Abstract:
Neural networks excel at finding patterns in large amounts of data, yet they struggle
to learn the basic laws of physics. Applying the methods of machine learning to
build accurate models of the world thus requires a strong inductive bias, e.g. a
notion of symmetry, invariances or conservation principles. The focus of this thesis
is on two different approaches to incorporate physically motivated inductive bias
to data-driven system identification methods. Greydanus [25] suggested to learn a
neural network representation of a physical system’s Hamiltonian. Cranmer [13]

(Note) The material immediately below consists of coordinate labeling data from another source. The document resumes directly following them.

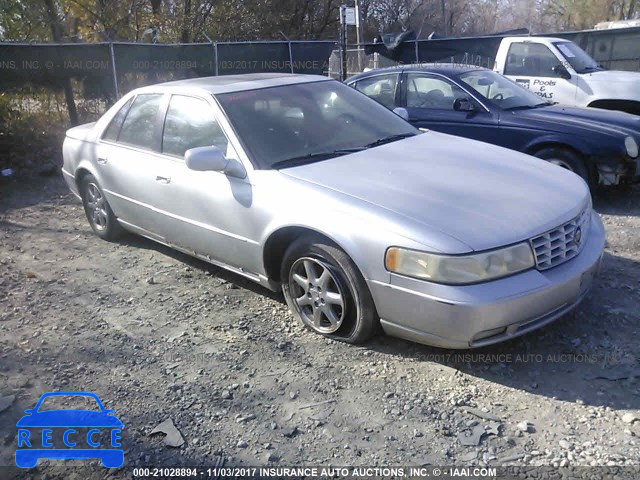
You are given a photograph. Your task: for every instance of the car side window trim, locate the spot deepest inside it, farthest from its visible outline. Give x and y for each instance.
(397, 97)
(154, 140)
(124, 110)
(442, 77)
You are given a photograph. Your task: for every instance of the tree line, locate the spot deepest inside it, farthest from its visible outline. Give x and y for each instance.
(169, 21)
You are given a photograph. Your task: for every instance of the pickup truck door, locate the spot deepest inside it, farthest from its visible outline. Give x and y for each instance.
(126, 161)
(538, 67)
(429, 100)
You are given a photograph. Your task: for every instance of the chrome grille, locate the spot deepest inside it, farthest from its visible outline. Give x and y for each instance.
(562, 243)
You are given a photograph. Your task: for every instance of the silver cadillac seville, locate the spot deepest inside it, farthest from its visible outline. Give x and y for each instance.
(302, 183)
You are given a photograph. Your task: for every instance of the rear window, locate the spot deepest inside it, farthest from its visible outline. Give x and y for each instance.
(113, 130)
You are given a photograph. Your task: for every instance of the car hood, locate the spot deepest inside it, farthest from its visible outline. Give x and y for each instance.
(69, 418)
(589, 120)
(482, 195)
(617, 76)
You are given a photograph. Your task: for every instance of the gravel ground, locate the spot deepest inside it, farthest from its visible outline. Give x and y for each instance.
(158, 335)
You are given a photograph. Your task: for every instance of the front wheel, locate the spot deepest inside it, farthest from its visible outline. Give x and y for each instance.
(566, 159)
(326, 292)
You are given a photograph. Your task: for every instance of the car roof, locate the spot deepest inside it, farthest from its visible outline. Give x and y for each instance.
(234, 83)
(447, 69)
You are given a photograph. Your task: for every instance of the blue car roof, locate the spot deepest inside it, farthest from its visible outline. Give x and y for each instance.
(446, 69)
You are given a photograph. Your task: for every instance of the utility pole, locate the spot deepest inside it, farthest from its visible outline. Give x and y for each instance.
(359, 38)
(343, 43)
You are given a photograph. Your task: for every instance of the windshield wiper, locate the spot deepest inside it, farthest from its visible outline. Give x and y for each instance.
(389, 139)
(592, 68)
(528, 107)
(313, 157)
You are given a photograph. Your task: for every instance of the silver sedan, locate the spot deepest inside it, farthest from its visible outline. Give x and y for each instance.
(302, 183)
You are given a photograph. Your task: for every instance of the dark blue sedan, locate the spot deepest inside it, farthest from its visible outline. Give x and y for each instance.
(599, 145)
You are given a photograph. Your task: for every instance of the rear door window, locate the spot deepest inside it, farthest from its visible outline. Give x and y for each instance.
(139, 126)
(382, 88)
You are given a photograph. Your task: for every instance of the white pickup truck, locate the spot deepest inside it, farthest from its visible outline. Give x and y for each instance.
(560, 71)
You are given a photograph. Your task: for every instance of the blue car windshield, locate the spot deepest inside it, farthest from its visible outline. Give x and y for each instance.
(501, 91)
(289, 125)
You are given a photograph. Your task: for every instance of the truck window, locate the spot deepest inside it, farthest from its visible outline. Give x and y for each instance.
(578, 58)
(531, 60)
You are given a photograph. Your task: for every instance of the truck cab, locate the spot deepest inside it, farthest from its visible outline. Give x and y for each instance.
(559, 71)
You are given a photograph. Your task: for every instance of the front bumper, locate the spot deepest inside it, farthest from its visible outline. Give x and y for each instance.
(477, 315)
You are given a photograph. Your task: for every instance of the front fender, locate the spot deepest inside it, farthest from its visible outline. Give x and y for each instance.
(573, 142)
(364, 242)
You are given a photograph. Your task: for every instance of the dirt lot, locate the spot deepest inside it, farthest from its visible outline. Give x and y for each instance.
(158, 335)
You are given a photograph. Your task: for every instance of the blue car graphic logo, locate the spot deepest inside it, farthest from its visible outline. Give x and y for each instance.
(69, 434)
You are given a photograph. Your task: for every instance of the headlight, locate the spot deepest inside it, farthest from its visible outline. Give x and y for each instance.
(632, 147)
(460, 269)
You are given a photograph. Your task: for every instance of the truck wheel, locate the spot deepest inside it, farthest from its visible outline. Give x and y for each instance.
(566, 159)
(326, 292)
(101, 218)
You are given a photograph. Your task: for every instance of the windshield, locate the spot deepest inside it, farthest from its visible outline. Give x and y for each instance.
(309, 122)
(501, 91)
(577, 58)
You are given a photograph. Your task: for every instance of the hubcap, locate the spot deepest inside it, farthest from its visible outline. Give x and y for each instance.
(560, 163)
(96, 208)
(317, 295)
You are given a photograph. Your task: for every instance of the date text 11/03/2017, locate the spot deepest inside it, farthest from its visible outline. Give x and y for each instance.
(314, 472)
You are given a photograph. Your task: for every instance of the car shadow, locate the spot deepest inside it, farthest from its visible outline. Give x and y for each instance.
(588, 356)
(233, 279)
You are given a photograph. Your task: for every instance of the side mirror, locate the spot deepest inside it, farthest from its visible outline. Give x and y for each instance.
(561, 71)
(207, 159)
(204, 159)
(402, 113)
(463, 104)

on the other hand proposed to parameterize arbitrary Lagrangians using neural
networks. The performance of these two algorithms is compared and practical
advice on implementation details is given. Furthermore, a combination of both
algorithms based on the Routhian formulation of mechanics is developed. Raissi
[56] suggested to compute data driven solutions to partial differential equations by
adding the residual of the respective differential equation to the loss term. Inspired
by Raissi’s work a domain-specific regularization term based on the total energy
of the physical system is proposed. Presented numerical schemes are evaluated
on three problems from classical mechanics, where conservation of energy is
important. The regularized models outperform baselines without domain-specific
regularization in energy accuracy as well as data efficiency. Recently introduced
graph neural networks [61] can be interpreted as a family of general weight-sharing
methods. In this work the graph network architecture is leveraged to introduce
geometrically motivated inductive bias to the Hamiltonian neural network scheme.